Cytotoxic genes from traditional Chinese medicine inhibit tumor growth both in vitro and in vivo

Zhang Yuan-huia,b,c,d, Wang Yuana,b,c,d, Hussein Yusufali Alic,d, Ashby Frederickc,d, Zhang Danielc,d, Yin Zi-feia,c,d, V. Aslanidi Georgec,d,e, Srivastava Arunc,d,e,f,g, Ling Chang-quana,b, Ling Chen3,4,6   

  1. Changhai Hospital of Traditional Chinese Medicine, Second Military Medical University, Shanghai 200433, China
    Shanghai University of Traditional Chinese Medicine, Shanghai 201203, China
    c Division of Cellular and Molecular Therapy, Department of Pediatrics, University of Florida College of Medicine, Gainesville, Florida 32611, USA
    Powell Gene Therapy Center, University of Florida College of Medicine, Gainesville, Florida 32611, USA
    Genetics Institute, University of Florida College of Medicine, Gainesville, Florida 32611, USA
    Shands Cancer Center, University of Florida College of Medicine, Gainesville, Florida 32611, USA
    Department of Molecular Genetics and Microbiology, University of Florida College of Medicine, Gainesville, Florida 32611, USA
  • Received:2014-09-04 Accepted:2014-09-28 Online:2014-11-10 Published:2014-11-15

Objective

Little effort has been made to study the protein-encoding genes isolated from traditional Chinese medicine (TCM) drugs, and the delivery of these genes into malignant cells through recombinant adeno-associated virus (rAAV) vectors has not been attempted.

Methods

We synthesized the cDNAs of five known cytotoxic proteins isolated from TCM drugs and the FLAG epitope-tagged cDNAs were subcloned into a rAAV plasmid vector.

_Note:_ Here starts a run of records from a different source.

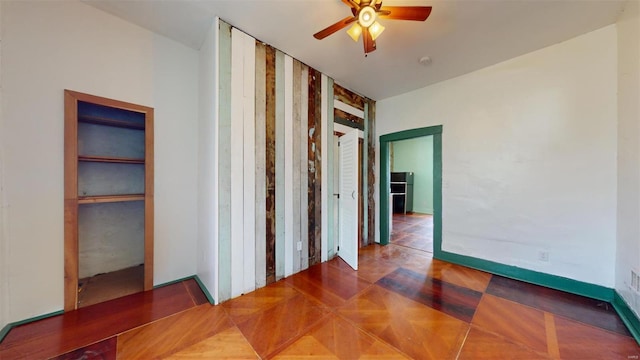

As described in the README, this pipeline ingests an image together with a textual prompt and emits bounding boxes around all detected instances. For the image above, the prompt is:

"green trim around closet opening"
[0,310,64,343]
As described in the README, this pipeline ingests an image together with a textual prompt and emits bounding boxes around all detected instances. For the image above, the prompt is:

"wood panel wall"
[333,84,376,246]
[216,22,373,302]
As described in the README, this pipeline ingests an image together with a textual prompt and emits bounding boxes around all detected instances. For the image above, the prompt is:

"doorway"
[379,125,442,257]
[389,135,433,252]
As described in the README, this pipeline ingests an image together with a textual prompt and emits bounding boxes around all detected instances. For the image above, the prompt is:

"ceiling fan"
[313,0,431,56]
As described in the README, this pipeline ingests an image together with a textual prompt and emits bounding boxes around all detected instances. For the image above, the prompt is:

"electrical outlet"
[538,250,549,262]
[629,270,640,293]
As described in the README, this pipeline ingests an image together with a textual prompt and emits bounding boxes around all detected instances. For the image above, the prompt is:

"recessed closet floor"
[78,265,144,307]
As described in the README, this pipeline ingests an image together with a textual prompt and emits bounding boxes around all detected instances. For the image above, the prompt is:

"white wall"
[151,34,199,284]
[376,25,617,287]
[0,0,9,328]
[197,18,219,299]
[0,1,198,322]
[615,0,640,314]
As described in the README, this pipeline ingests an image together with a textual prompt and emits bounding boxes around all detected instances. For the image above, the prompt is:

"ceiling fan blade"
[313,16,356,40]
[362,28,376,56]
[342,0,360,10]
[378,6,431,21]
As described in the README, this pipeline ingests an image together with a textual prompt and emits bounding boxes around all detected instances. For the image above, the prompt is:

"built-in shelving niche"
[65,90,153,310]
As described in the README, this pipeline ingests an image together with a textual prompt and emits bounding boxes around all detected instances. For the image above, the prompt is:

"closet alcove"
[64,90,153,311]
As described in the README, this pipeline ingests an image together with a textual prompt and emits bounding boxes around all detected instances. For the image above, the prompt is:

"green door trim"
[379,125,442,248]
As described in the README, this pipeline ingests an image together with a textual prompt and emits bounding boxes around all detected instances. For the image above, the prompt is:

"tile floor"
[390,213,433,252]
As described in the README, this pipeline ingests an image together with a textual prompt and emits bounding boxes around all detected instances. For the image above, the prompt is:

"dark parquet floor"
[0,244,640,360]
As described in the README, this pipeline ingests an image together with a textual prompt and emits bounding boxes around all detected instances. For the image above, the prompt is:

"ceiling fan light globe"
[358,6,376,28]
[347,23,362,42]
[369,21,385,41]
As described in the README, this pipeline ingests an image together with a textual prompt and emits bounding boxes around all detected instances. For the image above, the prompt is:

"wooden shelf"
[78,115,144,130]
[78,155,144,164]
[78,194,144,204]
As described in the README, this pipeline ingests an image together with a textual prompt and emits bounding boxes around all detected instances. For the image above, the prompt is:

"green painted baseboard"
[0,275,215,343]
[433,250,613,302]
[0,310,64,343]
[433,248,640,345]
[611,291,640,345]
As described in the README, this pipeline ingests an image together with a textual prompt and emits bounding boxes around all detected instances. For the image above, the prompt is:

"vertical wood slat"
[229,28,244,298]
[255,42,267,288]
[64,90,78,311]
[265,46,276,284]
[242,35,256,294]
[307,68,316,266]
[300,64,310,270]
[283,55,294,276]
[360,99,370,246]
[308,68,322,266]
[276,49,287,281]
[320,74,333,262]
[367,100,376,248]
[291,59,306,273]
[313,70,322,264]
[322,78,337,259]
[218,21,231,302]
[333,84,365,110]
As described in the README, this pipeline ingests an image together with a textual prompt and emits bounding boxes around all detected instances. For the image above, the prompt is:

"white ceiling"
[86,0,625,100]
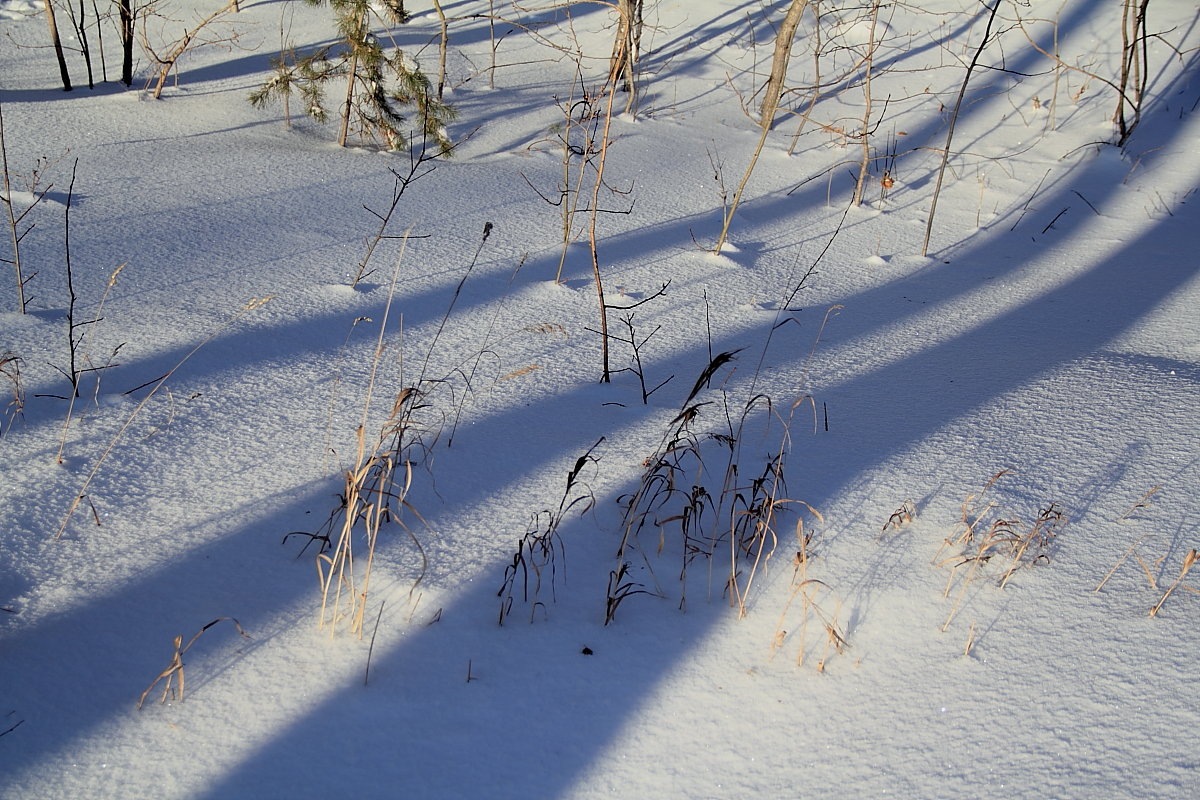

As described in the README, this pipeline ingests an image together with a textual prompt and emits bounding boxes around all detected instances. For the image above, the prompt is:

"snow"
[0,0,1200,800]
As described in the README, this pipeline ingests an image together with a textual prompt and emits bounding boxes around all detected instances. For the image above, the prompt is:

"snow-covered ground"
[0,0,1200,799]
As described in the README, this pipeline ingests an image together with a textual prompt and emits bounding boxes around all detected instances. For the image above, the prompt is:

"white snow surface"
[0,0,1200,800]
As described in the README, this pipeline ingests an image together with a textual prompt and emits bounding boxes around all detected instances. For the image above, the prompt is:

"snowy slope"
[0,0,1200,799]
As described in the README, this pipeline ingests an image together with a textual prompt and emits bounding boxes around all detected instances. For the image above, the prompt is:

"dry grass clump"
[138,616,250,709]
[0,350,25,435]
[496,437,604,625]
[1093,486,1200,616]
[605,350,820,624]
[770,520,850,672]
[934,469,1067,633]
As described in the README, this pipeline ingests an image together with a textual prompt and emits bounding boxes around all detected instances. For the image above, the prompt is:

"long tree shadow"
[0,4,1200,798]
[180,143,1200,798]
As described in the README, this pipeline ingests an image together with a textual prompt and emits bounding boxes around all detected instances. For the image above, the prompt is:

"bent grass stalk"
[54,295,275,540]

The protein expression was confirmed by Western blot assay. Various cancer cell lines were transfected with the above plasmids and cell growth was monitored both in vitro and in vivo. The best cytotoxic gene was further packaged into rAAV vectors, under the control of a liver cancer-specific promoter. The liver tumor growth was then monitored following intratumor administration of the rAAV vectors. 

Results

The expression plasmids, encoding individual potential cytotoxic genes tagged with FLAG epitope, were successfully generated and sequenced. Among these genes, trichosanthin (TCS) gene yielded the most promising results for the inhibition of cancer cell growth in vitro. The over-expressed TCS functioned as a type I ribosome-inactivating protein, followed by inducing apoptosis that is associated with the Bcl-PARP signaling pathway. Furthermore, intratumor injection of rAAV vectors containing the TCS gene significantly inhibited the growth of human hepatocellular carcinoma tumors in a murine xenograft model. 

Conclusion

Our studies suggest that the use of TCM cytotoxic genes is a useful therapeutic strategy for treating human cancers in general, and liver tumors in particular.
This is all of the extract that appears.